Identify unreliable tests by running them multiple times and analyzing consistency. (v6.3.0)

The Problem

Flaky tests sometimes pass and sometimes fail without code changes. They:

Waste time investigating false failures
Erode trust in the test suite
Slow CI/CD pipelines with retries
Hide real bugs among noise

The Solution

CBrowser's flaky detection:

Runs each test multiple times (default: 5)
Tracks pass/fail results per run
Calculates a flakiness score
Identifies which specific steps are unreliable
Provides actionable recommendations

Quick Start

# Run tests 5 times (default)
npx cbrowser flaky-check tests.txt

# Run 10 times for more accuracy
npx cbrowser flaky-check tests.txt --runs 10

# Set custom threshold (flag tests >25% flaky)
npx cbrowser flaky-check tests.txt --threshold 25

# Save report to file
npx cbrowser flaky-check tests.txt --output report.json

Understanding Flakiness Score

Score	Meaning	Classification
0%	All runs had same result	`stable_pass` or `stable_fail`
1-39%	Occasional inconsistency	`mostly_pass` or `mostly_fail`
40-60%	Highly unpredictable	`flaky`
61-99%	Occasional consistency	`mostly_pass` or `mostly_fail`
100%	Maximum flakiness (50/50)	`flaky`

The score represents how unpredictable the test is:

0% = Always same result (stable)
100% = Perfect 50/50 split (maximally flaky)

Example Output

🔍 FLAKY TEST DETECTION REPORT
══════════════════════════════════════════════════════════════

📋 Suite: E2E Tests
   Runs per test: 5
   Total duration: 127.3s

──────────────────────────────────────────────────────────────
TEST RESULTS
──────────────────────────────────────────────────────────────

✅ STABLE_PASS (5/5 passed, flakiness: 0%)
   Login Flow
   └─ Avg duration: 2.1s (±0.1s)

✅ STABLE_PASS (5/5 passed, flakiness: 0%)
   Homepage Load
   └─ Avg duration: 1.3s (±0.05s)

⚠️  FLAKY (3/5 passed, flakiness: 80%)
   Search Functionality
   └─ Avg duration: 3.5s (±1.2s)
   └─ Flaky steps:
      • wait for "Loading" to disappear (60% flaky)
      • verify page contains "results" (40% flaky)

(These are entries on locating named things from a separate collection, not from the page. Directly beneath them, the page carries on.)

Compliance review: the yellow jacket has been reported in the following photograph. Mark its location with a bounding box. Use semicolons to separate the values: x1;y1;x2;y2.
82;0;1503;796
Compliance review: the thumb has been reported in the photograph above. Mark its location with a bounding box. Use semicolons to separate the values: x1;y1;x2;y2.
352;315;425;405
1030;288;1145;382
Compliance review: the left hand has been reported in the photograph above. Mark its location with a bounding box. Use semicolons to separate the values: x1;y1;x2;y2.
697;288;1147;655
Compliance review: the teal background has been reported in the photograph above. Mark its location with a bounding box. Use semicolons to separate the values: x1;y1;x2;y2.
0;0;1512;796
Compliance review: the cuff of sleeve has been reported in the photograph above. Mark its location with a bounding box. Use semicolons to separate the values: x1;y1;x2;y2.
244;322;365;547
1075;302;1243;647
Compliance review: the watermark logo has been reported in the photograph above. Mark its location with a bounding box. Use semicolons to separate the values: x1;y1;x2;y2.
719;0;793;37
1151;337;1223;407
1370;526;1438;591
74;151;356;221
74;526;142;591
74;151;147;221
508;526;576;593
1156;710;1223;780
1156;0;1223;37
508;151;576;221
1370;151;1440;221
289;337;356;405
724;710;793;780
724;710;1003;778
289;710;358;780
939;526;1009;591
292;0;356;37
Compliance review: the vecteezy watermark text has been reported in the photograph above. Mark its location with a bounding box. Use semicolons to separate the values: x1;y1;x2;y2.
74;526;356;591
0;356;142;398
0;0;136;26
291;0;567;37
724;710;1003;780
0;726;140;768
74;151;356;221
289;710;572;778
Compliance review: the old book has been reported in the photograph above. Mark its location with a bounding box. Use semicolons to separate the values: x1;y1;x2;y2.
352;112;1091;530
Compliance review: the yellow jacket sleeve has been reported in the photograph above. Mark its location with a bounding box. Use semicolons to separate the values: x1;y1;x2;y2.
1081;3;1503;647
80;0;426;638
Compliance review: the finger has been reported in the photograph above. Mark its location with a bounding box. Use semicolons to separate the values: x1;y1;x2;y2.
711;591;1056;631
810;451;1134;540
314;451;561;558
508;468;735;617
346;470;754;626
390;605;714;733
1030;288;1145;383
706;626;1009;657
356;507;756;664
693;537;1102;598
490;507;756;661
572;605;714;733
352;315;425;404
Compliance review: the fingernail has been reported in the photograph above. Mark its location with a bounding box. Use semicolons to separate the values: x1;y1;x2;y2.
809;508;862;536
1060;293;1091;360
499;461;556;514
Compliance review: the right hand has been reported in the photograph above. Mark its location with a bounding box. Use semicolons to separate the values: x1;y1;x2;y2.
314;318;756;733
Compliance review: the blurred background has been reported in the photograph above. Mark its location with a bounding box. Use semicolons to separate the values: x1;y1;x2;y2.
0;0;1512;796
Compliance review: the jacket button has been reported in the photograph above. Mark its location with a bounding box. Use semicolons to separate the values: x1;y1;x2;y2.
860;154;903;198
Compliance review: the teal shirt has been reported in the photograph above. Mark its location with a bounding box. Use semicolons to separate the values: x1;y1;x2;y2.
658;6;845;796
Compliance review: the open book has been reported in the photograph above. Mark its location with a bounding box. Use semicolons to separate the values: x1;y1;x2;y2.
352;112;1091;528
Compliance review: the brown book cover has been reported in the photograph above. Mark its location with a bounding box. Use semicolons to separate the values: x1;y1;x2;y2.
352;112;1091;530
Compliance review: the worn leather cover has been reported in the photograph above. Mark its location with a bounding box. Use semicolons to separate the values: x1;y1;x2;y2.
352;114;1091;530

❌ STABLE_FAIL (0/5 passed, flakiness: 0%)
   Checkout Flow
   └─ Avg duration: 0.8s (±0.02s)
   └─ Consistent error: Element not found: "Add to Cart"

⚠️  MOSTLY_PASS (4/5 passed, flakiness: 32%)
   Profile Update
   └─ Avg duration: 4.2s (±0.8s)
   └─ Flaky steps:
      • click "Save Changes" (20% flaky)

══════════════════════════════════════════════════════════════
📊 SUMMARY
══════════════════════════════════════════════════════════════

✅ Overall Flakiness: 22.4%

   Stable Pass:  2 tests
   Stable Fail:  1 test
   Flaky:        1 test
   Mostly Pass:  1 test

⚠️  Most flaky test: Search Functionality (80%)
⚠️  Most flaky step: wait for "Loading" to disappear (60%)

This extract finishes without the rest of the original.